Mackiernan’s life looked like one that anyone would think would make for an excellent spy story. He was born in Mexico to a father who was a lifelong explorer. He spoke four languages and spent his early years as a radio operator and adventurer in his own right. Mackiernan dropped out of MIT to serve the Army Air Forces during World War II, where he eventually became a cryptographer in China.

By 1947, he was doing espionage work for the newly-created CIA in what was then called the Second East Turkestan Republic, essentially an Asian satellite state of the Soviet Union. It’s located in what is today the Xinjiang Province of China. The rest of the province at the time was under the control of the Republic of China. Mackiernan was posted to the U.S. Consulate in the provincial capital of Ürümqi as a cover for his intelligence work there.

Douglas Mackiernan

Mackiernan’s mission was to monitor the Soviet Union, and in 1949, the reason for his mission became apparent: the USSR had detonated its first atomic bomb. It happened right across the Turkestan border with the Kazakh Socialist Soviet Republic. That same year, the State Department closed the U.S. Consulate in Ürümqi because the Chinese Communist Party was expanding its influence into Xinjiang, and it would no longer be friendly. Mackiernan stayed behind to continue his mission.
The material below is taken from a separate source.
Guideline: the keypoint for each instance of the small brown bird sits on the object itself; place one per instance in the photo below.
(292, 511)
In September the Chinese republicans in Xinjiang switched sides without a fight, and Mackiernan feared he would be arrested by the Chinese communists. American Consuls across Communist-occupied China were being arrested. He had to leave Xinjiang and China as soon as humanly possible. He couldn’t pass through China, and he feared he might be arrested if he took a flight out because he was a known CIA operative, so he decided on an overland route through Tibet to India.

Tibet at this time was an independent country, but both Communist China and the Republic of China were anxious to seize it for themselves following the end of the Chinese Civil War. Tibet was well aware of the Chinese designs on their country and had made preparations to resist any kind of incursion or invasion – from anyone. They were armed to the teeth and jumpy about it.
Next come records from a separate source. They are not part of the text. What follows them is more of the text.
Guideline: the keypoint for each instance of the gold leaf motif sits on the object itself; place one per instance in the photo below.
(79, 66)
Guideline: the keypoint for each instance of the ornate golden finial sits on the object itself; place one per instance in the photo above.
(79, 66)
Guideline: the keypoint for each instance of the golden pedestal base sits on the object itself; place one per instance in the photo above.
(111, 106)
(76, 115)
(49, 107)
In September 1949, he wired the CIA to tell them he was leaving and that the Communist Army would soon enter Ürümqi. Mackiernan left the city with another American, Frank Bessec, in a truck loaded with machine guns, radios, gold, and survival gear. They spent a month with the Kazakh-born Chinese warlord Osman Bator, then rode 1,000 miles through the Taklimakan desert on camel back toward the Himalayan Mountains. They spent the winter at the foot of the Kunlun Mountains. 

When spring came, they crossed the mountains into the Tibetan Plateau with three members of a White (anti-communist) Russian military force. When they came upon their first Tibetan outpost, they decided to make camp. Bessec went to talk to the Tibetan guards when he heard a number of shots ring out. Mackiernan and two of the Russians were dead. The third Russian was badly wounded. 

It turned out the Tibetan guards hadn’t yet received word from the Dalai Lama, the spiritual and political leader of the country, that the Americans were supposed to be given safe passage. Though Mackiernan had radioed his positions and intentions throughout the journey, the CIA delayed sending a message to the Dalai Lama for so long that word hadn’t reached the border guards yet. 

Since the travelers were carrying substantial gear and the guards had no orders, the guard decided to take their provisions. Five days after Mackiernan’s death on April 29, 1950, the message from the Dalai Lama reached the outpost. The guards were punished for their actions, but Mackiernan was still dead, the first CIA operative to die in the line of duty.